Tutor restoration: Test-prep firms like The Princeton Review are invading America's grade schools. This is: a good. b bad
Washington Monthly, Dec, 2002 by Siobhan Gorman
Antwain is lucky. He has a devoted adoptive mother who is determined to help him in school and can foot the $129 monthly bill for Score!. "I'm handling it," she says. "Sometimes you've got to cut back other things, [but] as long as he passes, and he can come out reading, then it's all worth it."
But as critics point out, many, if not most, poorer students in failing schools have neither the parental backing nor the money to attend test-prep courses, so what's the chance that they'll get this kind of preparation?
The answer is: pretty good. That's because of another crucial difference between the SAT and state-level tests: Nobody gives poor kids money to prep for the SAT, and so only students whose parents can afford it benefit. But under the new Bush plan, the federal government will commit a still-to-be-determined amount of money for tutoring services like K-12 test prep, most of which will be directed to failing schools in low-income areas in other words, its greatest benefits should accrue to those least likely to be able to afford traditional test prep.
Robbing the Cradle
Test-prep companies have already realized that the real money for elementary and middle school test prep may lie in the city, not the suburbs, and are planning accordingly. "It's not the Scarsdales of the world who are looking for our services," says Stephen Kutno of Princeton Review. "It is the Washington D.C.s, the Baltimores, the Yonkerses ... That's where the market is."
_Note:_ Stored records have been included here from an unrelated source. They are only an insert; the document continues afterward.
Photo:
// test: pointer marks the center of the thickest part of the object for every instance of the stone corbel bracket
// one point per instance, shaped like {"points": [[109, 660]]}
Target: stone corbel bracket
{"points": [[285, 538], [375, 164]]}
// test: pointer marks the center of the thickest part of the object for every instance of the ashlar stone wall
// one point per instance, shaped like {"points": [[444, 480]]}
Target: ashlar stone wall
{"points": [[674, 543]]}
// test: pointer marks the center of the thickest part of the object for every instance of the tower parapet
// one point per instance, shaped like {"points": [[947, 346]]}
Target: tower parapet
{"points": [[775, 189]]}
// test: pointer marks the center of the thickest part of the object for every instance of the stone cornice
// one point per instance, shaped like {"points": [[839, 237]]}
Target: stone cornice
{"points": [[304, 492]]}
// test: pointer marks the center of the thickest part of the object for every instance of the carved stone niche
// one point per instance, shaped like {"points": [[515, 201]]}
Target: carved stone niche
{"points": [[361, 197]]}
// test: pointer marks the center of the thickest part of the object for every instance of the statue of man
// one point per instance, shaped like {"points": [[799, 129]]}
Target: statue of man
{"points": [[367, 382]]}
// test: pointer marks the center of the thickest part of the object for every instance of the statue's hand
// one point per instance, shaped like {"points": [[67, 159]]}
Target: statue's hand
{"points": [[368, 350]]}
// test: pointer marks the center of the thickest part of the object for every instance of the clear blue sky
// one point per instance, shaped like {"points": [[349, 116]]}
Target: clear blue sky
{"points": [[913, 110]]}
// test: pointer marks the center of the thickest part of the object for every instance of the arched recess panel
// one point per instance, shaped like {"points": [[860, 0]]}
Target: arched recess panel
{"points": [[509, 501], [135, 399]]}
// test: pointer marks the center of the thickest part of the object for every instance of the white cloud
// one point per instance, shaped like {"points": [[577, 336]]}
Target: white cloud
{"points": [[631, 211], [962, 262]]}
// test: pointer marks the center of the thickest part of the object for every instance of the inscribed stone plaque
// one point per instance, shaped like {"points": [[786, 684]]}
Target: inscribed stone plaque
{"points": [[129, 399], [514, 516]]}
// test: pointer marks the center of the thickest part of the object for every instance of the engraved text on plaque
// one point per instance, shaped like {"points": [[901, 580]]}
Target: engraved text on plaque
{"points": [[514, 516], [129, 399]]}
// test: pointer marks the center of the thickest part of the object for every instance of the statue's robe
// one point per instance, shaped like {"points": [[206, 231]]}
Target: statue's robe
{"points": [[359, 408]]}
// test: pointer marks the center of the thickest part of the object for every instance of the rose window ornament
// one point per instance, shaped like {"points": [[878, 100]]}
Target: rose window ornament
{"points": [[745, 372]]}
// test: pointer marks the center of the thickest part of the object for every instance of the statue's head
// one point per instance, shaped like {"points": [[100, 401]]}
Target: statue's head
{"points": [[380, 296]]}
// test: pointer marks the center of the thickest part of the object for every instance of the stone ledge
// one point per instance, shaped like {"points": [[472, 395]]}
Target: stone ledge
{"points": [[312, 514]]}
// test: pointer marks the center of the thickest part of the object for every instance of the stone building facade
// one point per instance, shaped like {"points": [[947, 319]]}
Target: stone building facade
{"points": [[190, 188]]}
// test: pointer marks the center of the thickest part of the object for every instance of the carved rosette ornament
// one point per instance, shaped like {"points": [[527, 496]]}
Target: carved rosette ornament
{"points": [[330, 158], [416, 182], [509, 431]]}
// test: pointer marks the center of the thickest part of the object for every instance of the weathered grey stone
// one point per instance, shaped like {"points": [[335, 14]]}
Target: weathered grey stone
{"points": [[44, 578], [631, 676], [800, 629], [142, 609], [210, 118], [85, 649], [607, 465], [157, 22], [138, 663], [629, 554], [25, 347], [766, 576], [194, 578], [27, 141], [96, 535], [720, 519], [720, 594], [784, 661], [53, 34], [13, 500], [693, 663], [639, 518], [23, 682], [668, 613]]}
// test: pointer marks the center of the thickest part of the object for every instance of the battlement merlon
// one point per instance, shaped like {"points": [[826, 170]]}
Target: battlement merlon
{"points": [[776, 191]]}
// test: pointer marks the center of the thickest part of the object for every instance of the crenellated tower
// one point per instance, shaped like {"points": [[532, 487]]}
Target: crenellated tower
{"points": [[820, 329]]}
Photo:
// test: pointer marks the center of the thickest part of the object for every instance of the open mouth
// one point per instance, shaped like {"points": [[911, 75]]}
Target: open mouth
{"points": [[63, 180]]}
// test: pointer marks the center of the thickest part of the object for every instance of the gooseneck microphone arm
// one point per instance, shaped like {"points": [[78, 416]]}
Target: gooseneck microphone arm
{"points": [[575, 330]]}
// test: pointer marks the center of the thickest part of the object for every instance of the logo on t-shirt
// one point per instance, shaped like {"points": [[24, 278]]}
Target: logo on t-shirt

Both Princeton Review and Kaplan began marketing to younger students with pilot projects in the 1990s. Kaplan, which targeted suburban parents who had the money for test prep with clinics like the one in Alexandria, now operates 150 Score! centers. Princeton Review developed a different strategy, selling its services to schools, not to individual parents (an approach that Kaplan also later adopted; it now offers courses in 500 schools). Today, Princeton Review runs programs in 2,000 schools in 30 states. Kutno estimates that about 80 percent of its business is in urban areas because that's where the need is and where state money has been available to pay for it. Now that the federal government is getting into the private education services area, Kutno says his company's business plan is to pursue more of the same.
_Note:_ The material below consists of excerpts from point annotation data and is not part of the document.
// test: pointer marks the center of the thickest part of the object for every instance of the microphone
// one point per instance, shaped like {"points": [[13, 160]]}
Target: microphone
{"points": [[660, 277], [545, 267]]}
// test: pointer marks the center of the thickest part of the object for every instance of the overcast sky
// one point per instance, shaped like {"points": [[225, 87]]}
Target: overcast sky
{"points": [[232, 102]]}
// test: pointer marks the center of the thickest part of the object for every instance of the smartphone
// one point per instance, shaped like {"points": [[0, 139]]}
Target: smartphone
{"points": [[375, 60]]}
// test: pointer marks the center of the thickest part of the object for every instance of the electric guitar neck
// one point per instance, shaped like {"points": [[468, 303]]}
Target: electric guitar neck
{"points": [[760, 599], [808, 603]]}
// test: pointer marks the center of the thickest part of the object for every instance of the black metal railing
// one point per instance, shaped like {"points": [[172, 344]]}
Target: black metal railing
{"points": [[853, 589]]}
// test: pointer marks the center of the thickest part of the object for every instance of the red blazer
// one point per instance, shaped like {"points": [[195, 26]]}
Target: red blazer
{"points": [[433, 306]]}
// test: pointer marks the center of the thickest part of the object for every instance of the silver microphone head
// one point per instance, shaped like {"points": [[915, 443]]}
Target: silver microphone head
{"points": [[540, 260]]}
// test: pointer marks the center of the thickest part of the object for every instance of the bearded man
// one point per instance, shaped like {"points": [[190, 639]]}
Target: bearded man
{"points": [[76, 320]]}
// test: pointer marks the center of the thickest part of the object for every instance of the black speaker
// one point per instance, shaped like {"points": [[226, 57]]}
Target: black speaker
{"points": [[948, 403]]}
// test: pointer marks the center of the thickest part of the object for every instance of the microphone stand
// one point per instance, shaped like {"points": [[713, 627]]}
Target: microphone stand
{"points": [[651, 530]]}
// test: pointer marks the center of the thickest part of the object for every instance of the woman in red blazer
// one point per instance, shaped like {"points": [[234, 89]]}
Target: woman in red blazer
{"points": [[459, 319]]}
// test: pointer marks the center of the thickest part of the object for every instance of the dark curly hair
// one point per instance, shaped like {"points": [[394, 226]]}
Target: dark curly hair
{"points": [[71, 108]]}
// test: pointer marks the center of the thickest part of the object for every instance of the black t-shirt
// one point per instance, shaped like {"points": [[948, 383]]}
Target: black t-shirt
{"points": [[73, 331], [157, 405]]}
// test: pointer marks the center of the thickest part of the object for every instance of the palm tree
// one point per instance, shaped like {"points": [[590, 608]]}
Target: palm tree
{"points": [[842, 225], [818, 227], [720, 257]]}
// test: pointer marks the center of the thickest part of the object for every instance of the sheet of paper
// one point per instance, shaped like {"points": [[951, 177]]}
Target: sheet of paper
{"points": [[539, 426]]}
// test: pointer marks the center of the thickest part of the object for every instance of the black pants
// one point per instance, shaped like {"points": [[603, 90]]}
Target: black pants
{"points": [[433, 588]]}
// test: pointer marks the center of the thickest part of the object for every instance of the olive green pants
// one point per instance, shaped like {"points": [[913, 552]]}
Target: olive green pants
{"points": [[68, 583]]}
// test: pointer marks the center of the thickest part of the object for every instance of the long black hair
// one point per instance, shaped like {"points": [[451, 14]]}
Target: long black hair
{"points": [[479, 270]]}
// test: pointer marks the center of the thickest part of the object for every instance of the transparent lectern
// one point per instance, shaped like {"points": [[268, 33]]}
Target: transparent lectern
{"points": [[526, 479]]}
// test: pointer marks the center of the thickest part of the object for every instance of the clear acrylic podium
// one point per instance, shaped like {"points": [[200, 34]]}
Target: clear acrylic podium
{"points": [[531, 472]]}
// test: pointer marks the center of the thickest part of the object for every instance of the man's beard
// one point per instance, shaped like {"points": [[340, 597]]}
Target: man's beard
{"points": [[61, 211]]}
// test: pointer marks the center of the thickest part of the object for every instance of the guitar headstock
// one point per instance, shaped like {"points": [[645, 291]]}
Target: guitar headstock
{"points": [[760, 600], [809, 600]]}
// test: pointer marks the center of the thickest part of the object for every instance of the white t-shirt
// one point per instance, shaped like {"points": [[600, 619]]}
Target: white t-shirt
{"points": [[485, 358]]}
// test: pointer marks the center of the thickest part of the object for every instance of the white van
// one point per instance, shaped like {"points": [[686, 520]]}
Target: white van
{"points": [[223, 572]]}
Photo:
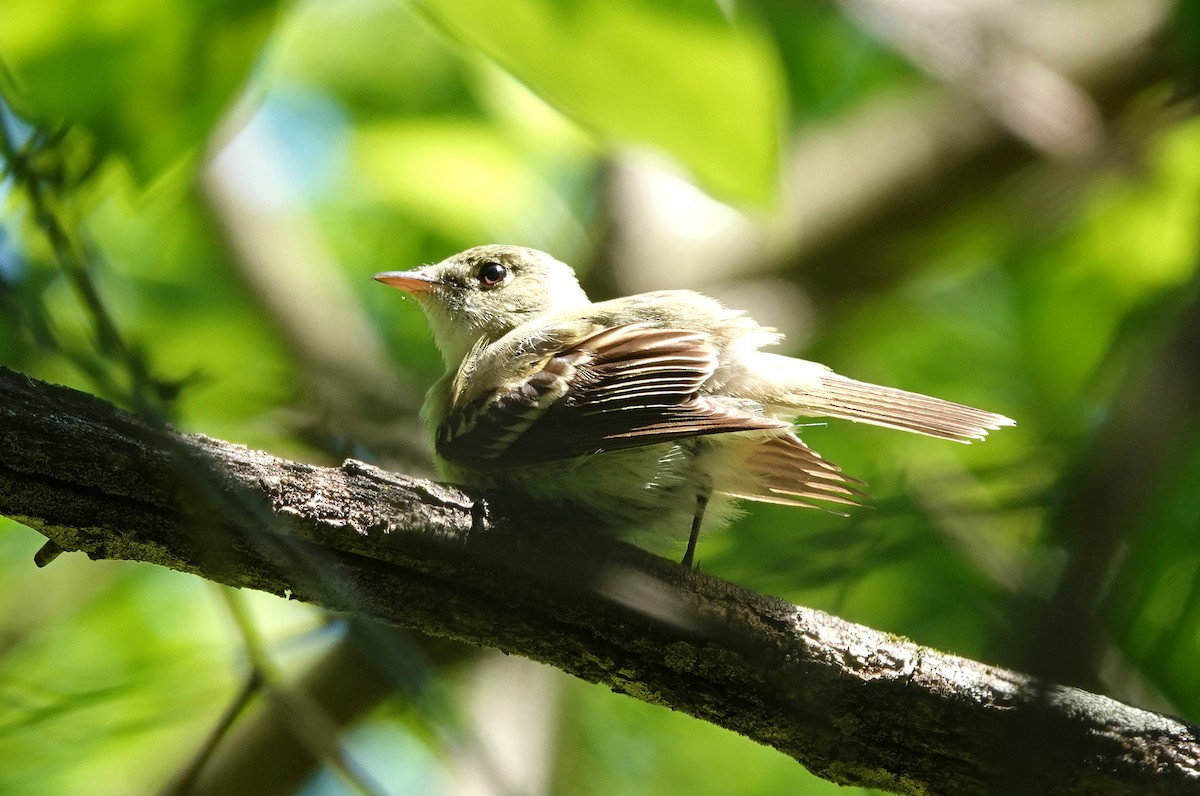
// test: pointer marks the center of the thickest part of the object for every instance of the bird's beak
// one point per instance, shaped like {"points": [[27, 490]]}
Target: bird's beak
{"points": [[414, 282]]}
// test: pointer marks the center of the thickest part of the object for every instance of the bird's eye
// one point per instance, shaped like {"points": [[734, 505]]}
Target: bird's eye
{"points": [[492, 274]]}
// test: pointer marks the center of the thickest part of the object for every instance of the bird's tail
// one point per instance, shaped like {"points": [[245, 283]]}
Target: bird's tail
{"points": [[814, 390]]}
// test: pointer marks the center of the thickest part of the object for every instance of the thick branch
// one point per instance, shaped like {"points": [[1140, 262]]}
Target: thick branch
{"points": [[852, 704]]}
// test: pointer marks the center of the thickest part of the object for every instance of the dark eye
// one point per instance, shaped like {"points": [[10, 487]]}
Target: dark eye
{"points": [[492, 274]]}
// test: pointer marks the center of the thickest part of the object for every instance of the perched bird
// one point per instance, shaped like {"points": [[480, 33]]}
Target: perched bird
{"points": [[634, 416]]}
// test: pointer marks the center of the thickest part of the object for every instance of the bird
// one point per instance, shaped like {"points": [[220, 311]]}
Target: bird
{"points": [[641, 416]]}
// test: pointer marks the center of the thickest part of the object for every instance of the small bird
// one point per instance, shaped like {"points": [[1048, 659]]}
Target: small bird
{"points": [[640, 414]]}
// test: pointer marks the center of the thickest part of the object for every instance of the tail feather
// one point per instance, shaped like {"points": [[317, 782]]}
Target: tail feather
{"points": [[837, 396]]}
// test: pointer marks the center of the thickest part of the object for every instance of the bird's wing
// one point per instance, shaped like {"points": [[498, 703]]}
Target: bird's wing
{"points": [[610, 389]]}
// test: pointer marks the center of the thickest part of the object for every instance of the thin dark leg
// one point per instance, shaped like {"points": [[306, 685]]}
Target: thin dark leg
{"points": [[701, 504]]}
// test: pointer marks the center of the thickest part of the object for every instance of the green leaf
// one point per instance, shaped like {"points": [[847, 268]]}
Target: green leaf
{"points": [[149, 79], [677, 76]]}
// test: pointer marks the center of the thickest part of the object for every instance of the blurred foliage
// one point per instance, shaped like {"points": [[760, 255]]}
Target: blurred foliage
{"points": [[227, 175]]}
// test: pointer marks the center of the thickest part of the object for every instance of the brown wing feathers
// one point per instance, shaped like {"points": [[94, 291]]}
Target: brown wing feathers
{"points": [[619, 388], [883, 406]]}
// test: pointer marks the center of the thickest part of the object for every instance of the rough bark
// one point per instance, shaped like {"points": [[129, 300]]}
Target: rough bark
{"points": [[853, 705]]}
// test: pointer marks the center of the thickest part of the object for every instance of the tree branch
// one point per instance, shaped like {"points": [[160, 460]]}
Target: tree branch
{"points": [[853, 705]]}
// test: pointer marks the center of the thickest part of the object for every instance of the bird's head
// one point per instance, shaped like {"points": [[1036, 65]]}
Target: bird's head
{"points": [[486, 292]]}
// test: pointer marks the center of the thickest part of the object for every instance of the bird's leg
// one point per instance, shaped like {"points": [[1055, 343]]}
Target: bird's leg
{"points": [[478, 515], [696, 520]]}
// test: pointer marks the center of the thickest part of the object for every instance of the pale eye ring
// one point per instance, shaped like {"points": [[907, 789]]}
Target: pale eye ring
{"points": [[492, 274]]}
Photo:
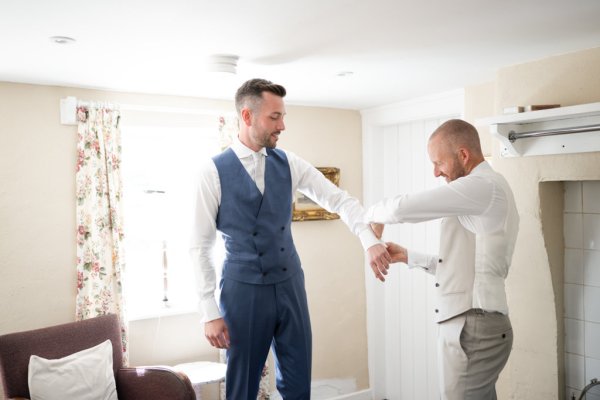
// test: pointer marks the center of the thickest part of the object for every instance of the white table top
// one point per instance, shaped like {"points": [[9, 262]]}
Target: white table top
{"points": [[203, 372]]}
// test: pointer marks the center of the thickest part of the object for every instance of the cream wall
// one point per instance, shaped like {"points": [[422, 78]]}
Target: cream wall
{"points": [[37, 230], [535, 367]]}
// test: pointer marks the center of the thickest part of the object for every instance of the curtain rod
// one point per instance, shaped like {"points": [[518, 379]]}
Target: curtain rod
{"points": [[69, 105], [513, 136]]}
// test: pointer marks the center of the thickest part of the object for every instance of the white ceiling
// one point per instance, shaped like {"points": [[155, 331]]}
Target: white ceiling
{"points": [[396, 49]]}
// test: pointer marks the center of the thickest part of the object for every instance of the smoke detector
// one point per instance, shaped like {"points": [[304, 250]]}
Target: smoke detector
{"points": [[226, 63]]}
Without large-scale studies, it is impossible to know how much, if any, such programs will boost youngsters' skills and test scores, but the numbers available are encouraging. Kaplan's Score! program in Brooklyn, its most popular and lowest-income center, reported that on average its students improved 1.2 grade levels in reading and 1.7 grade levels in math after six to nine months. An independent survey of test scores in five Texas schools showed that Princeton Review was significantly narrowing the achievement gap between low performers and their higher-achieving peers.
Flailing Schools
So, test prep holds promise for low-income students, and there's federal money to pay for it (a typical K-12 test-prep course costs $600--roughly the per-capita amount that most lawmakers expect the Bush tutoring vouchers to disburse). But that doesn't mean it will work. Tutoring vouchers face al! the same obstacles that have ruined other federal efforts to aid poor students.